Necessity is the mother of invention

It’s evident a huge number of new businesses opened in spite of the harsh economic conditions caused by COVID-19, that saw many consumers uncertain about where, or if, to spend their dollars. Much like the financial crisis of 2008, people were forced to take greater control of their circumstances and lives to earn a living. For many, this meant starting a new business if their previous work suddenly became untenable or unavailable. That’s how an entrepreneurial economy is born.

And it’s technology that has enabled this spirit of entrepreneurship to thrive. Amidst the uncertainty, taking the opportunity to launch new businesses, there was one common feature – these businesses were overwhelmingly set up to exist online. With physical distancing restrictions shuttering shopfronts and people giving up window shopping when they’re working from home, it’s no wonder everyday entrepreneurs turned to online platforms to help them market and sell their products.

Selling better with social commerce

The e-commerce sector is evolving, and it has done so faster than anyone might have expected, due to the pressure cooker scenario induced by COVID-19.

With more people staying at home than ever before, looking at more screens than ever before, it is a natural next step for merchants to make their products as “shoppable” as possible across as many social media platforms as possible.
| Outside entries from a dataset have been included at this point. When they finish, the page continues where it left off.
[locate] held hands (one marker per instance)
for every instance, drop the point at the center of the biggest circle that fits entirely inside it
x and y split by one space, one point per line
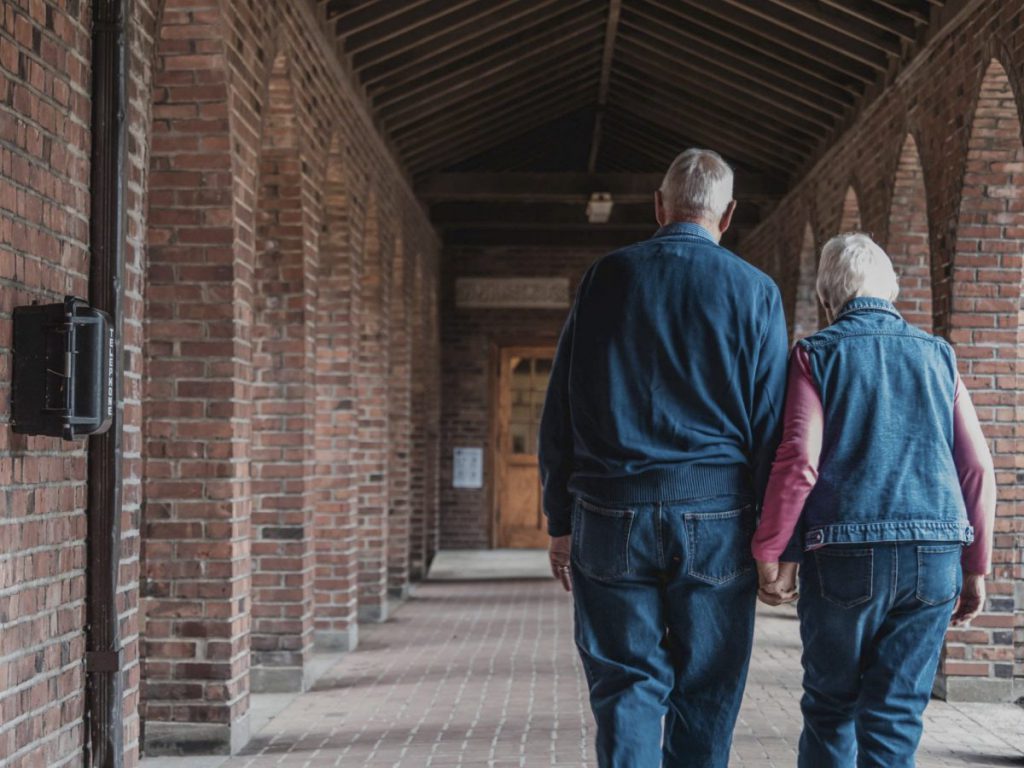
558 553
777 583
971 601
Take Pinterest for example. Previously known for creating mood boards and inspiring aesthetics, it’s now possible to integrate your ecommerce platform totally into the platform. So many businesses rely on visual desirability — think jewellery, fashion, food, or even things like toys or home decor – but now Pinterest can extend beyond a wish, to a purchase.

Merchants now have the ability to sync their product catalogues on Pinterest for people to discover, save, and buy products from their website. For ROI purposes, you can create, track, and manage ad campaigns and orders through Pinterest, rather than rely on guesswork. So many businesses are investing heavily in their social media presence — as they should – but the key difference is, now they can monetise that effort.

According to Pinterest data, the number of ‘Pinners’ who have engaged with shoppable Product Pins has increased 44 per cent year-over-year, and total traffic to retailers has increased by 2.3x year-over-year.

For a one-person micro business or a small team, efficiencies like catalogue ingestion or seamless coding between social media outlets and website stores are invaluable. Particularly as significant time and resources can be saved and redirected to more important things like product design or customer service.

Technology has been the enabler for small businesses to thrive, especially in the past 18 months. Ecommerce platforms with prohibitive costs or the need for highly technical set-up skills are ultimately unhelpful in contributing to an entrepreneurial economy, which is exactly what Australia and the world need to recover from the financial devastation of the past year.